Article 2 : L’expert accomplira sa mission dans les conditions prévues par les articles R. 621-1 à R. 621-14 du code de justice administrative. Il ne pourra recourir à un sapiteur sans l’autorisation préalable du président du tribunal administratif.
Article 3 : Préalablement à toute opération, l’expert prêtera serment dans les formes prévues à l’article R. 621-3 du code de justice administrative.
Article 4 : Conformément aux dispositions de l’article R. 621-7 du code de justice administrative, l’expert :
avertira les parties des jours et heures auxquels il sera procédé à l’expertise ;
recueillera et consignera les observations des parties sur les constatations auxquelles il procèdera et les conclusions qu’il envisagera d’en tirer.
Article 5 : L’expert informera le tribunal dans l’hypothèse où le dossier serait susceptible de donner lieu à une médiation.
Article 6 : L’expert notifiera son rapport aux parties dans les conditions prévues à l’article
R. 621-9 du code de justice administrative, avec leur accord, cette notification pourra s’opérer sous forme électronique. Il déposera son rapport au greffe du tribunal sous forme électronique par le biais de la plateforme TransfertPro avant le 15 mai 2026.

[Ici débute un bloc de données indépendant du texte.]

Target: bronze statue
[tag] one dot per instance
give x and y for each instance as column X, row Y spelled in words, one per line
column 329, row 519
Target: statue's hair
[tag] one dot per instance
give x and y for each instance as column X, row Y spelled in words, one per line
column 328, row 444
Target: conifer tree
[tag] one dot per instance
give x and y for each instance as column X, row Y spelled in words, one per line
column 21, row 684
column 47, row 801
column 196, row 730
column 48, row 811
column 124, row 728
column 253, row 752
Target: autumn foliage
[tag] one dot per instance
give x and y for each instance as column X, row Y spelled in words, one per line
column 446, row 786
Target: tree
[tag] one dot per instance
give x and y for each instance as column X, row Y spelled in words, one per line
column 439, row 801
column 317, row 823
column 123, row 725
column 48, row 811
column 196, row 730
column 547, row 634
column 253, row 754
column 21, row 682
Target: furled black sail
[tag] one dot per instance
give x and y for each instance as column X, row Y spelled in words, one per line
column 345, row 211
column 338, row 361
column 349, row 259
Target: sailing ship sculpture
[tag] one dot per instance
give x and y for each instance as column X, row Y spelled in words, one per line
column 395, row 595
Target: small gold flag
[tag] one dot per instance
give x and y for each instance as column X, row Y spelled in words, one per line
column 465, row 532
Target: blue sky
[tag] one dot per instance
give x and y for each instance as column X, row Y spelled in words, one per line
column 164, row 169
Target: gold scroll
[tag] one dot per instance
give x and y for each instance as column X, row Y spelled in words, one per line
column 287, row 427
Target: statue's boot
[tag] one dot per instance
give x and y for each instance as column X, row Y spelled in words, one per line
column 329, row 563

Article 7 : Les frais et honoraires de l’expertise seront mis à la charge de la ou des parties désignées dans l’ordonnance par laquelle le président du tribunal liquidera et taxera ces frais et honoraires.
Article 8 : La présente ordonnance sera notifiée à M. D…, à la commune de Nouzonville et à Mme la docteur C… B…, expert.
Fait à Châlons-en-Champagne, le 4 décembre 2025.
La présidente,
signé
S. MEGRET
LA REPUBLIQUE MANDE ET ORDONNE au ministre de l’Action et des Comptes publics en ce qui le concerne ou à tous commissaires de justice à ce requis en ce qui concerne les voies de droit commun contre les parties privées, de pourvoir à l’exécution de la présente décision.